Zuko growled. He put his torch out and threw his arms up. “Fine! Whatever! Just give me a cup or something and I’ll take it outside!”

Aang looked appalled. “You can’t!”

“Why the hell not?”

Aang fiddled with the end of his robe. “He’s—Bartholomew’s been inside too long. He won’t know how to survive outdoors. And he isn’t—”

Sokka groaned. His urge to bang his migraine-aching head into the wall was becoming more of a compulsion that bordered on a  _ need _ .

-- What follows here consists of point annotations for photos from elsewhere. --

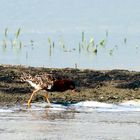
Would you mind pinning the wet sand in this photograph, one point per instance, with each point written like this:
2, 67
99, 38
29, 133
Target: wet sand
105, 86
50, 124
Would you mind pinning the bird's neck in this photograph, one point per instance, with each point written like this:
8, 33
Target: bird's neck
32, 83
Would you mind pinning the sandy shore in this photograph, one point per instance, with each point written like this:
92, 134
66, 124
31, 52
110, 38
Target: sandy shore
104, 86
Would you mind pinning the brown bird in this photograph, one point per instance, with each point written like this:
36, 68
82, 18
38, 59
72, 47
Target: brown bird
48, 83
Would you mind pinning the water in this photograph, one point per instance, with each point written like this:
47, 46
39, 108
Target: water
65, 20
84, 120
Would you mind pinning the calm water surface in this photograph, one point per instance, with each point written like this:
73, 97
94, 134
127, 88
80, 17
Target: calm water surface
63, 21
79, 122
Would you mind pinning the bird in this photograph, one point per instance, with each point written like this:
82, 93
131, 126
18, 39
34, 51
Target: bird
48, 83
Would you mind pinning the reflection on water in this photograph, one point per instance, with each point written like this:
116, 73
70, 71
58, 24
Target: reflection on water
65, 123
62, 22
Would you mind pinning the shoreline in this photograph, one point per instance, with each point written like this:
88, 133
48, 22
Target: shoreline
111, 86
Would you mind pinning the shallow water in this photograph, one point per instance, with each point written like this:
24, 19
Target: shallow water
65, 20
84, 120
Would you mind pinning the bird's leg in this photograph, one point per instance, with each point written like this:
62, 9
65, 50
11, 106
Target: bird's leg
46, 96
32, 96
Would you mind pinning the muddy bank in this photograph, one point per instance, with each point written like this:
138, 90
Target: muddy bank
105, 86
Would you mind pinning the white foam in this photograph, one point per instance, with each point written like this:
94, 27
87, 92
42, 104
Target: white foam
93, 104
5, 110
85, 106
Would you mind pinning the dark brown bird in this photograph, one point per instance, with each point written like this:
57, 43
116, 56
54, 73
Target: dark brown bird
48, 83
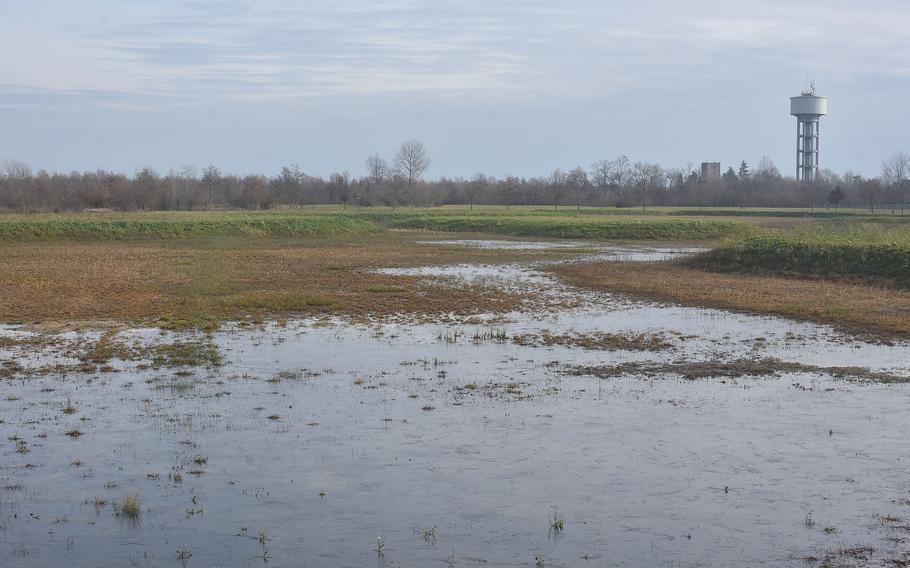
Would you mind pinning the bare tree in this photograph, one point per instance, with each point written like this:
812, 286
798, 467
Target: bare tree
475, 188
600, 173
339, 187
895, 172
290, 181
18, 175
211, 183
377, 169
556, 181
619, 172
509, 186
577, 180
411, 162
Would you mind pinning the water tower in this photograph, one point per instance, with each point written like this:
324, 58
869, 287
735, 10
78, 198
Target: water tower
807, 108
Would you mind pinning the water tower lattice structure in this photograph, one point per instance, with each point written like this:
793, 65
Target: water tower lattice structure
807, 108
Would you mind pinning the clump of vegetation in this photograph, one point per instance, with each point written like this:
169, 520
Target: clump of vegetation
130, 506
279, 302
769, 366
598, 341
557, 522
187, 354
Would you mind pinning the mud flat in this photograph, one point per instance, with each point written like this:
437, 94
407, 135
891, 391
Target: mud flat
590, 430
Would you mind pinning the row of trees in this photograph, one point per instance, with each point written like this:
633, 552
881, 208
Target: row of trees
617, 182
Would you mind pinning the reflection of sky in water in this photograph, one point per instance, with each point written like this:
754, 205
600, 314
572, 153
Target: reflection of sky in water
637, 467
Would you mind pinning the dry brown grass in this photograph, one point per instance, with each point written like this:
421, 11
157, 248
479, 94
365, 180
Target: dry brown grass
858, 307
206, 281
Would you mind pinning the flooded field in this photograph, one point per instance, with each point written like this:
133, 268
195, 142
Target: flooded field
586, 430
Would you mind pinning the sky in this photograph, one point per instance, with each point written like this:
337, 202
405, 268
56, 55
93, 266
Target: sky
516, 87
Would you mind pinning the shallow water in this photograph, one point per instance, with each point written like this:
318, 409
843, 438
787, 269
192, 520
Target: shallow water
646, 472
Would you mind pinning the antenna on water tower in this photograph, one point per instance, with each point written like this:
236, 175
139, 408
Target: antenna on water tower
807, 108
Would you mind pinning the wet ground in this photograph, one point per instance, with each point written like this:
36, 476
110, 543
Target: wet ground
475, 443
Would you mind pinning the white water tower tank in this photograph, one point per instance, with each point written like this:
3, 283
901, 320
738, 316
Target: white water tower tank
807, 108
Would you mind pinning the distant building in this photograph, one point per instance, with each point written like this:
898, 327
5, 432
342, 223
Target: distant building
710, 171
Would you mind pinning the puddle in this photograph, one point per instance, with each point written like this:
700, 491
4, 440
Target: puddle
457, 445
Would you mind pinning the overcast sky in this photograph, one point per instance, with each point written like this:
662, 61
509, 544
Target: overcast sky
500, 86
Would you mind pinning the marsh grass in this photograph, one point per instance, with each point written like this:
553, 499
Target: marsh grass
130, 506
278, 302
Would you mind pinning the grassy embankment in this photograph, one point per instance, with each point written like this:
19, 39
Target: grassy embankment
864, 252
849, 275
528, 223
191, 268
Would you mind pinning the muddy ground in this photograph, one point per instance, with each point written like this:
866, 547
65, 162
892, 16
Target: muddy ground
577, 429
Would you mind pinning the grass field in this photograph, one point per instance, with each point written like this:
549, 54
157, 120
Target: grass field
196, 269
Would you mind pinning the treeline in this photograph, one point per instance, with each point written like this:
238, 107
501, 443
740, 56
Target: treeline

“—the outdoor spiders don’t like him? And what if—” 

“Do it, babe.”

The torch was back. “On it.”

“ _ No! _ ” 

Aang got free of Sokka’s grip but didn’t stay free for long. Airbender or not, Sokka was a big brother, and he easily scooped the young monk off his feet again in a light but firm headlock. Aang wiggled and pushed against him, but Sokka tightened his grip. “Bartholomew!” Aang cried out as he reached out to his tiny insect friend.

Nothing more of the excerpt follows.